●この1月から2月にかけて、リムスキー=コルサコフの「シェエラザード」が集中的に演奏されているという話を先日書いたが、これと並行してUAEでアジア・カップが開催されているというシンクロニシティに気づいた。というのも、アジア・カップのベスト4が出そろったところ、なんとニッポン以外はすべて中東勢になってしまったんである。準々決勝で韓国がカタールに敗れ、前回王者オーストラリアはザッケローニ率いる地元UAEに屈した。これは番狂わせといってもいいだろう。地の利を生かしてか、中東勢が大健闘。本日の深夜、ニッポンがイランに勝たない限り、中東勢がアジア・カップを手にすることが決まる。めくるめくアラビアン・ナイト・フットボール。
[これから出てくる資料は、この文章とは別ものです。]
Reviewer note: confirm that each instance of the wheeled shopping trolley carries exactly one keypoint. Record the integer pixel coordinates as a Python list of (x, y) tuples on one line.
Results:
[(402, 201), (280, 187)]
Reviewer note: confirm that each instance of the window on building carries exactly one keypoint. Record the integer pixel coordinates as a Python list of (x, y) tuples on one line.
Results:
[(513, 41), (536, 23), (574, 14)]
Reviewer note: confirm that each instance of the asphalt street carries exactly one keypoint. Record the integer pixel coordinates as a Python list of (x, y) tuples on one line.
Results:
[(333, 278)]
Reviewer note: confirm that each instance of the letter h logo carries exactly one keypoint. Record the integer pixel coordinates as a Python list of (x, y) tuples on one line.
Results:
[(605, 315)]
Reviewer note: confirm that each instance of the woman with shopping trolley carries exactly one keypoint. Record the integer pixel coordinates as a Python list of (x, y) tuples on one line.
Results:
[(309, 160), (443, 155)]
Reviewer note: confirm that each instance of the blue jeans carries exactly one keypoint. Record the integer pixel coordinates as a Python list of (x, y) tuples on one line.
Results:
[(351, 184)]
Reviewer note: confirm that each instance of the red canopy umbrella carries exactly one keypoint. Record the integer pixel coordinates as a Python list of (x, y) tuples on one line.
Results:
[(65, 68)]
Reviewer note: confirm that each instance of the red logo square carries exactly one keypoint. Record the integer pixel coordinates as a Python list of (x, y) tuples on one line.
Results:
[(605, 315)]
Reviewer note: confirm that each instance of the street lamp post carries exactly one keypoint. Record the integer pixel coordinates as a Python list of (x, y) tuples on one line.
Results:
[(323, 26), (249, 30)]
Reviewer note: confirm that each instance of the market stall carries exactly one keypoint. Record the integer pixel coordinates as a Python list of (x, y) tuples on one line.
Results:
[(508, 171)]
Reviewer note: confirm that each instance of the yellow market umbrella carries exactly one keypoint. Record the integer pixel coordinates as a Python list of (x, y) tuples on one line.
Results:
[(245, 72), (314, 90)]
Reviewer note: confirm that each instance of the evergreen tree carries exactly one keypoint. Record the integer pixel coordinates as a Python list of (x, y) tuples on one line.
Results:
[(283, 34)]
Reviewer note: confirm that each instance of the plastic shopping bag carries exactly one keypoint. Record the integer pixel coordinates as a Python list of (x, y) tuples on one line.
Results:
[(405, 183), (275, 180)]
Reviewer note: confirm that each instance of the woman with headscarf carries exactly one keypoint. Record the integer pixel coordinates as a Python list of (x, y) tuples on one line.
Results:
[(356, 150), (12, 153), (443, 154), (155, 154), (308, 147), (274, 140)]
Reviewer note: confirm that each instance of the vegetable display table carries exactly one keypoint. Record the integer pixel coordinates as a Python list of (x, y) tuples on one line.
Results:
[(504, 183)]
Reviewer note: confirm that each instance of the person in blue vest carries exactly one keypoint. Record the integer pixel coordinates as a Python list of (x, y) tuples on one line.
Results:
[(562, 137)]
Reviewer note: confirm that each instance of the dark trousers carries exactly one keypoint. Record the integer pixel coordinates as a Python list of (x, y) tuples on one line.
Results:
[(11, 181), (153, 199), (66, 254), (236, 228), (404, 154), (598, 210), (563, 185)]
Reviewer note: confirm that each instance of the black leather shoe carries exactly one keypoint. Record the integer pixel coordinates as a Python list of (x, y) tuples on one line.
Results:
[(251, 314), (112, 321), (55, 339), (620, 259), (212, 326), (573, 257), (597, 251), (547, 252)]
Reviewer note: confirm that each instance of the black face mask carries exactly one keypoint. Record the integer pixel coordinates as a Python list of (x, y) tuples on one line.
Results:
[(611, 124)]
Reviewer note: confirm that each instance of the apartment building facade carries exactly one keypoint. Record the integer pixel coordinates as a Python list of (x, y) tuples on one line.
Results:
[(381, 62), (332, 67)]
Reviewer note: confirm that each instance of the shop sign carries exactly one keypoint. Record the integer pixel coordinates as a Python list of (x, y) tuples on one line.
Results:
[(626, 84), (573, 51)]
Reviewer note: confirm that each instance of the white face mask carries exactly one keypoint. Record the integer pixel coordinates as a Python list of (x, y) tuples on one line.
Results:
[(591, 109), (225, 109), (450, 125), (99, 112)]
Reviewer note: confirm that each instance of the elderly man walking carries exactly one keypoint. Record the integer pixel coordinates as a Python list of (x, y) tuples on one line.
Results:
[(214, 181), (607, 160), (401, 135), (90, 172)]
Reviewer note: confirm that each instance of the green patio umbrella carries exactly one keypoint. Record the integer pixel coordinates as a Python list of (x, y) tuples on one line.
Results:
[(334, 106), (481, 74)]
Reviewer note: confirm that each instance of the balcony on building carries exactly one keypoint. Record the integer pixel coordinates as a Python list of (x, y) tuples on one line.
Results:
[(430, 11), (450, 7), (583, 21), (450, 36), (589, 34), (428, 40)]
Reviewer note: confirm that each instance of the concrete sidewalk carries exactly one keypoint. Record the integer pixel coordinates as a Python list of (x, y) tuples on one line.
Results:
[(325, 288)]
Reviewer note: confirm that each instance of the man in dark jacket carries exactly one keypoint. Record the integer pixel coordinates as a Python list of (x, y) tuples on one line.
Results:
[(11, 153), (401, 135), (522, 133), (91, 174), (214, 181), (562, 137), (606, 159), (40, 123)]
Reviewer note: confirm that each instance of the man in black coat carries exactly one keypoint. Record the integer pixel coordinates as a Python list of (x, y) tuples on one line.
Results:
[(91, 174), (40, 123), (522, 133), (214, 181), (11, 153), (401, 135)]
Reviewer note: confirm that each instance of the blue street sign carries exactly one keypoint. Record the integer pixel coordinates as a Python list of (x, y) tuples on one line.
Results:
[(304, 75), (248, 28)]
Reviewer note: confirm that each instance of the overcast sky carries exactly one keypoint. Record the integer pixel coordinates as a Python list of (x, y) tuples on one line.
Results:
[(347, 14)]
●で、「シェエラザード」について気になったことがあって、「アラビアンナイト 文明のはざまに生まれた物語」(西尾哲夫著)をひもといてみたところ、冒頭の口絵にいきなり中国人風のアラジンの挿絵が載っていて、アラジンの物語の舞台は中国なのだと書いてある。そ、そうなんだ。「欧米では中国人の姿のアラジンは珍しくもなんともない」のであり、東洋文庫版「アラビアン・ナイト別巻 アラジンとアリババ」でも舞台は「シナ」の街となっているという(アラビア語の原文ではスィーン)。ヨーロッパ人たちが描く「東洋」「オリエント」はしばしばイスラム世界も中国や日本も含んでいたりするが、そもそもアラジンは原典からして中国だったんである。そして、アラジンの物語は本来の「千一夜物語」には含まれていなかったというのが定説らしい。
●そんなことも考えると、ヨーロッパ人たちが作りあげてきたフットボールの世界で、中東も中央アジアも東アジアも全部まとめて「アジア」に押し込められるのは、それなりに自然なことなのかもしれない。ニッポンもUAEも同じアジア。文化的にこんなに遠いのに。そして、2011年にニッポン代表を率いてアジアを制覇したザッケローニが、今回はUAEを率いて、ふたたびアジアの王座に近づいている。イタリアの名将はユヴェントスの監督を務めた後、日本代表、北京国安、UAE代表を巡る千一夜を超える東方への旅に赴いた。もし決勝でUAEとニッポンが対戦できれば、彼の旅はこれ以上ない美しい終着点を迎えることになると思うのだが、はたして。